Paliam Nalukettu's are the traditional homesteads (tharavads) where several generations of a matrilineal joint family lived together. Nalukettu consists of a main house along with a few satellite houses. Portico, Inner Hall, Kitchen and four blocks - Northern, Southern, Eastern and Western - constitute the different parts of a traditional Nalukettu. The design and construction pattern are closely linked to the life cycle of women in the family, their rituals, beliefs and celebrations. Nalukettu was occupied by the women of Paliam Noble family who followed matrilineal system. This structure is also an epitome of the traditional housing architecture of Kerala. Nalukettu museum presents to the visitor, the architectural model of Nalukettu and various social-cultural and economic practices from the feudal era.

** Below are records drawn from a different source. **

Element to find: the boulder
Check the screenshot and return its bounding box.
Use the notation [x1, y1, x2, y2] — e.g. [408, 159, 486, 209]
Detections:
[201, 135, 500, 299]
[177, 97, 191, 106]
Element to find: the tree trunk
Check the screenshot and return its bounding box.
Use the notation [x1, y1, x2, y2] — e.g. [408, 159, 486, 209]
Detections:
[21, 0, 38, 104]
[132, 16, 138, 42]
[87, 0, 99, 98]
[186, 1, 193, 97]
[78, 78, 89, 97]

This classical structure was built by the elder member of the family in the year 1786, for the women and minor boys of Paliam. It has a big courtyard at the centre with rooms surrounding it and Purathalam, where the members gathered to chat and for recreational activities. There used to be a common dining hall and a common kitchen as all the members lived and dined together, under the protection of Valiachan. The boys, when they became majors, had separate bachelor living quarters and after their marriage, the administration provided them houses. This style of 'community living' continued till the partition of the joint family. The last members left the Nalukettu after the family partition deed, and so the building is no longer occupied.
Matrilineal system followed an inheritance system through mothers. Like Kochi royal family, Paliam family too followed matrilineal system. The Karanavar [head of the family) was called Valiyachan. The inheritance rights went to the nephew (sister's son). Valiyachan held the status of being the manager of the family. Unlike other Nalukettus' where male were in charge of household administration, in Paliam the control of the Nalukettu rested with valiyamma.

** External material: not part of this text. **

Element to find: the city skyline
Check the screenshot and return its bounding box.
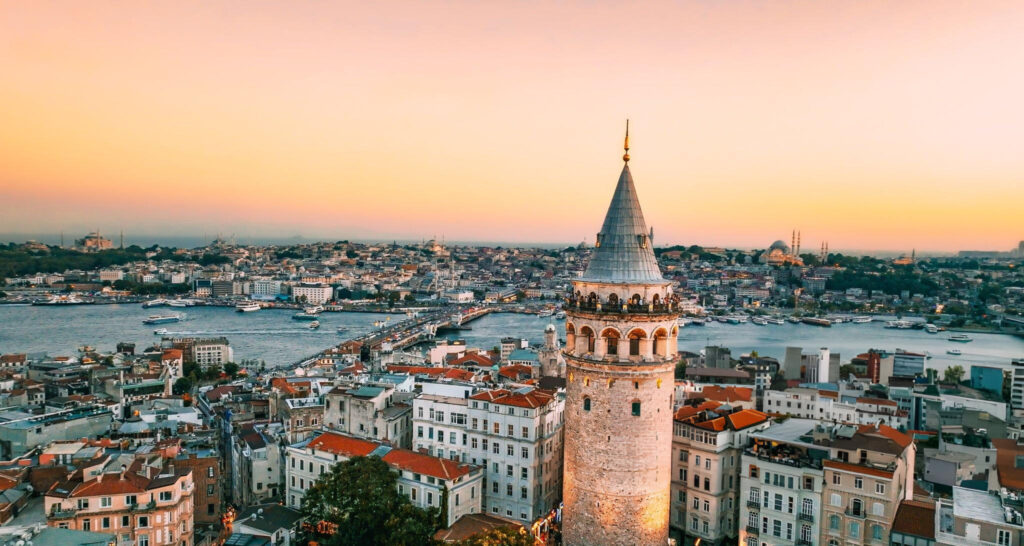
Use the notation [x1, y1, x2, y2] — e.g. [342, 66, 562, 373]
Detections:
[0, 2, 1024, 248]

The Nalukettu is a typical self-contained Malayali house, a quadrangle building consisting of four blocks, with a rectangular courtyard in the centre known as the "nadumittam". The western block or "padinjattini" is divided into three rooms the middle one of which is the private strong room or "ara" where all the valuables and house hold deities are kept. The north east block or "vadakkini" is divided into two parts, the kitchen and the dining room. The other rooms in the north quarter houses general rooms. The whole or the middle portions of the eastern and southern blocks"kizhakkini and tekkini" are open halls where guests are received; the same on the upper floors consist of bedrooms for the women, where they are met by their husbands occasionally in the night.
The main exhibits here include seasonal display in the hall, kitchen, vessels gallery and an exclusive collection of lamps.